Bu
kazayla ilgili detaylı yazıya geçmeden önce bilmeyenler için uçağın ağırlık
merkezinin ve stall olayının ne olduğunu açıklayayım.
Stall: Stall, basit olarak, uçağın havada tutunamaması
olayına denir. Bu durum uçağın havada kalması için gereken hız limitinin altına
düşüp ağırlık kuvveti > kaldırma kuvvetine yol açarak meydana gelebilir.
Veya uçağın burnu fazla dikildiğinde, hücum açısı –angle of attack- (uçağın yer
ile yatay doğrultuda yaptığı açı) artarak uçağın havada tutunamamasına sebep
olur.
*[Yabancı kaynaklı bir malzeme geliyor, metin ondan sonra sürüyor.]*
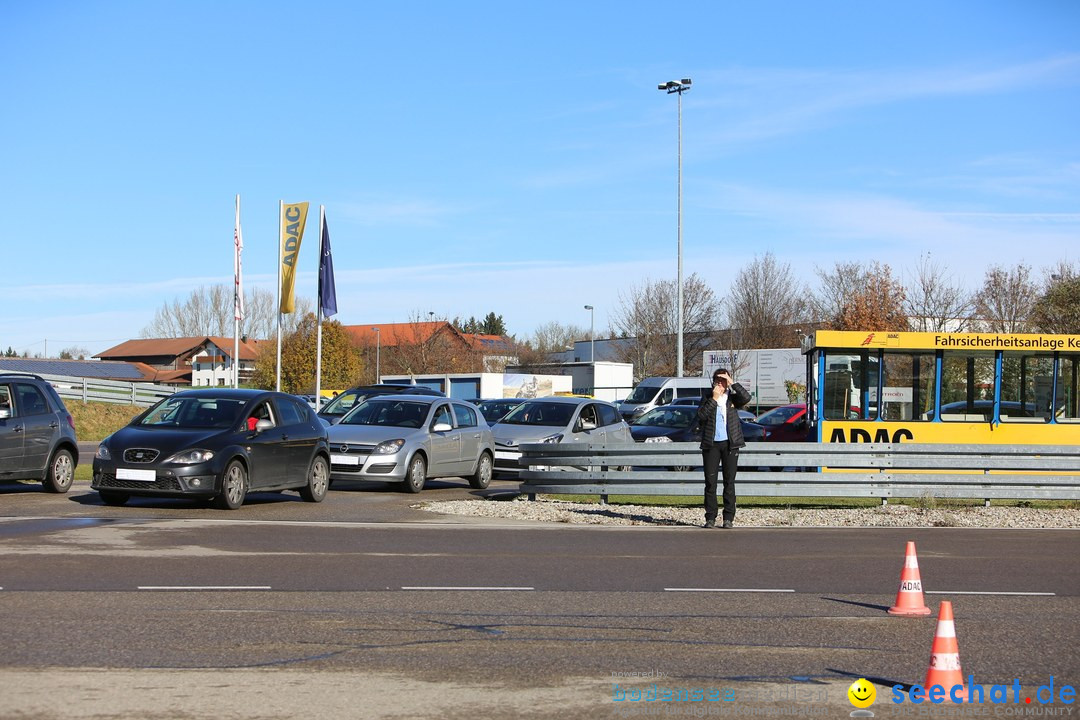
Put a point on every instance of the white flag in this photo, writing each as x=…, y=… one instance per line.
x=238, y=297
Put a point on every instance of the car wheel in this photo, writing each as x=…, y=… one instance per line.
x=233, y=487
x=482, y=477
x=318, y=480
x=61, y=472
x=115, y=499
x=416, y=475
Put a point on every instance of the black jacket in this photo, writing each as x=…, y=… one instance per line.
x=706, y=416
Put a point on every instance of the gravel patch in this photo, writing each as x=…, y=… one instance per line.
x=885, y=516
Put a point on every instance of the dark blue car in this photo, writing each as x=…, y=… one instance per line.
x=216, y=445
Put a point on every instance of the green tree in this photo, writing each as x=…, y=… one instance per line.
x=341, y=365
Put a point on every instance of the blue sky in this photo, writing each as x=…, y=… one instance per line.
x=480, y=157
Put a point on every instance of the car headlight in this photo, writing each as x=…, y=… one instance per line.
x=389, y=447
x=190, y=457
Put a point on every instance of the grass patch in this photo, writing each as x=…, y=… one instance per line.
x=95, y=421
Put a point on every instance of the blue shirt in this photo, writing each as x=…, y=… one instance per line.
x=721, y=422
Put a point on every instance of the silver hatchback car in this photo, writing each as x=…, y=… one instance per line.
x=407, y=438
x=555, y=420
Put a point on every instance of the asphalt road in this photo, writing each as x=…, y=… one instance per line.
x=363, y=606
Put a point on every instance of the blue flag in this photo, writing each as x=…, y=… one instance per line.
x=327, y=294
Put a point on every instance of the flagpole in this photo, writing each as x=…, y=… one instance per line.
x=235, y=304
x=281, y=222
x=319, y=311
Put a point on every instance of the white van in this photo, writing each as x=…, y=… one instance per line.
x=653, y=392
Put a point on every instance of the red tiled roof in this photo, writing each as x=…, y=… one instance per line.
x=176, y=348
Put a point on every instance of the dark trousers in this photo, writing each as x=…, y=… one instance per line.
x=720, y=459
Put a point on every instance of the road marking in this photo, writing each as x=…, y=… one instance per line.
x=203, y=587
x=726, y=589
x=461, y=587
x=983, y=593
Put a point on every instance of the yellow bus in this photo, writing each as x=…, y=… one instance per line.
x=953, y=388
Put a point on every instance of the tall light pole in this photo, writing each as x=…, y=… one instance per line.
x=678, y=86
x=592, y=335
x=378, y=347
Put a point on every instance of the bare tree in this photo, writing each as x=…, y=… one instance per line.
x=766, y=304
x=834, y=290
x=648, y=315
x=877, y=306
x=1057, y=309
x=1006, y=300
x=935, y=301
x=207, y=311
x=556, y=337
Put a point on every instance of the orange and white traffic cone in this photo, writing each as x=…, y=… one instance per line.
x=909, y=596
x=944, y=668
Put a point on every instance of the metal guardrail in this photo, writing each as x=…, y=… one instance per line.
x=987, y=472
x=143, y=394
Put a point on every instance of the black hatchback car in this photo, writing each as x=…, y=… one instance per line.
x=217, y=445
x=37, y=433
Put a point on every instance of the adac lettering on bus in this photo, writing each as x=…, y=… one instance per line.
x=880, y=435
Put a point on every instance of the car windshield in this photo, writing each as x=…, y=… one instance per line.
x=388, y=412
x=780, y=416
x=341, y=404
x=495, y=409
x=193, y=412
x=642, y=394
x=556, y=415
x=669, y=417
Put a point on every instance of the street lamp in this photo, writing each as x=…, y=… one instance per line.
x=592, y=335
x=378, y=347
x=678, y=86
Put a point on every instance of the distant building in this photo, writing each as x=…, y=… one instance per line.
x=198, y=362
x=496, y=350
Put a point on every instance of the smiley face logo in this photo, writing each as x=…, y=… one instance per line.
x=861, y=693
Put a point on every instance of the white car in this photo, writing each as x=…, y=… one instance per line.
x=555, y=420
x=407, y=438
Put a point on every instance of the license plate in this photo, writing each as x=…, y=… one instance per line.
x=345, y=460
x=142, y=475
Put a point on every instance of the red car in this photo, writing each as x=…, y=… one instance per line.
x=785, y=424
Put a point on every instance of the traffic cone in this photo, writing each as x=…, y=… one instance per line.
x=944, y=668
x=909, y=596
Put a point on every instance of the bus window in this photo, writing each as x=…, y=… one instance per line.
x=1066, y=407
x=908, y=392
x=1026, y=382
x=967, y=386
x=844, y=386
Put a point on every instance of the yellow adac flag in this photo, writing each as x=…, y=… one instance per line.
x=293, y=220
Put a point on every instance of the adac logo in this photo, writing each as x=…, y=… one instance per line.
x=862, y=695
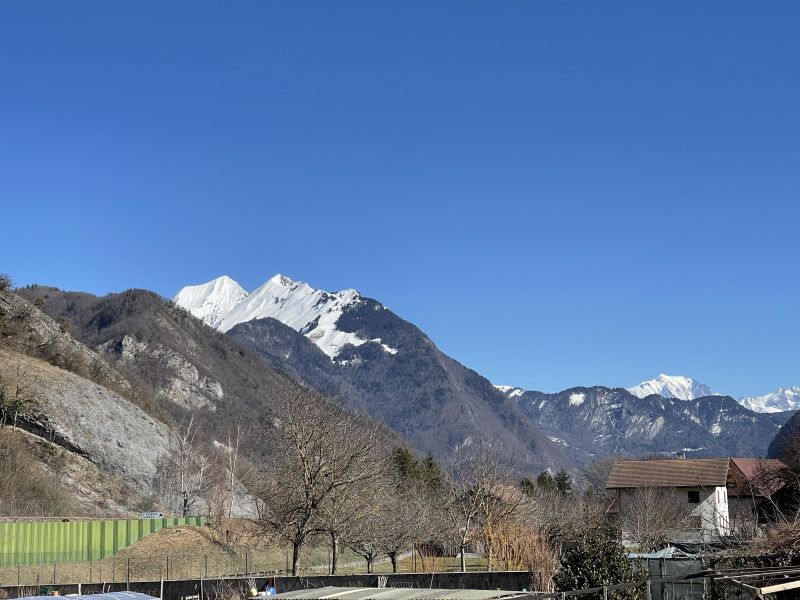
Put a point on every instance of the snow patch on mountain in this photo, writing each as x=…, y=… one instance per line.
x=778, y=401
x=672, y=386
x=314, y=313
x=576, y=399
x=510, y=391
x=211, y=301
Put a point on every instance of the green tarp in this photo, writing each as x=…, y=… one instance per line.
x=26, y=543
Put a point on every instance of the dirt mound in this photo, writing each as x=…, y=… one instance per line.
x=182, y=538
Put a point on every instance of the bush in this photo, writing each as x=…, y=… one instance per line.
x=598, y=558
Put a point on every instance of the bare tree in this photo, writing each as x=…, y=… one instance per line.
x=185, y=473
x=480, y=491
x=650, y=515
x=18, y=394
x=319, y=456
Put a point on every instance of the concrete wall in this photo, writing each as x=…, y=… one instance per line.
x=711, y=513
x=176, y=590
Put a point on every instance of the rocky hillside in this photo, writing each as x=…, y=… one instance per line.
x=77, y=414
x=600, y=421
x=188, y=368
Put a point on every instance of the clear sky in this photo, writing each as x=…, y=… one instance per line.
x=558, y=193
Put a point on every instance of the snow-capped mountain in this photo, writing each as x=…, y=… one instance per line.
x=314, y=313
x=782, y=399
x=510, y=390
x=673, y=386
x=600, y=421
x=354, y=349
x=211, y=301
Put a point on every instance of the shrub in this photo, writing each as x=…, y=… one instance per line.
x=598, y=558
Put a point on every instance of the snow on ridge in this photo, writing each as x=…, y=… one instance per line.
x=211, y=301
x=314, y=313
x=783, y=399
x=672, y=386
x=510, y=391
x=576, y=399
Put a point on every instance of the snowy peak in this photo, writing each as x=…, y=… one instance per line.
x=314, y=313
x=211, y=301
x=782, y=399
x=672, y=386
x=510, y=391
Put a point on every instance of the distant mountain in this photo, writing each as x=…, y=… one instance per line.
x=211, y=301
x=672, y=386
x=354, y=348
x=782, y=399
x=600, y=421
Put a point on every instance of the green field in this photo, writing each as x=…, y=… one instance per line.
x=47, y=542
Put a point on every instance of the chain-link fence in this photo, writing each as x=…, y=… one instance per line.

Bunu biraz açarsak havanın, uçağın kanatlarına resimdeki gibi düzgün bir
şekilde gelmesi gerekmektedir.
Böylece kanadın üst kısmına göre alt kısımda yaratılan yüksek basınç uçağı havalandırır. Fakat uçağın burnu gereğinden fazla yukarı dikildiğinde angle of attack açısı artar ve kanat üzerinden geçen hava akımı bozulur. Düzgün bir hava geçişi olmayınca uçak havada tutunamaz ve düşmeye başlar.
Böylece kanadın üst kısmına göre alt kısımda yaratılan yüksek basınç uçağı havalandırır. Fakat uçağın burnu gereğinden fazla yukarı dikildiğinde angle of attack açısı artar ve kanat üzerinden geçen hava akımı bozulur. Düzgün bir hava geçişi olmayınca uçak havada tutunamaz ve düşmeye başlar.
Kanatın yer ile açısı ne kadar artarsa hava akımı da bozulur |
Ağırlık Merkezi: Uçağın dengede durduğu merkezdir. Yakıt miktarı,
yolcu sayısı, bagaj yükü gibi ağırlığı etkileyen etmenlere göre yeri değişebilir.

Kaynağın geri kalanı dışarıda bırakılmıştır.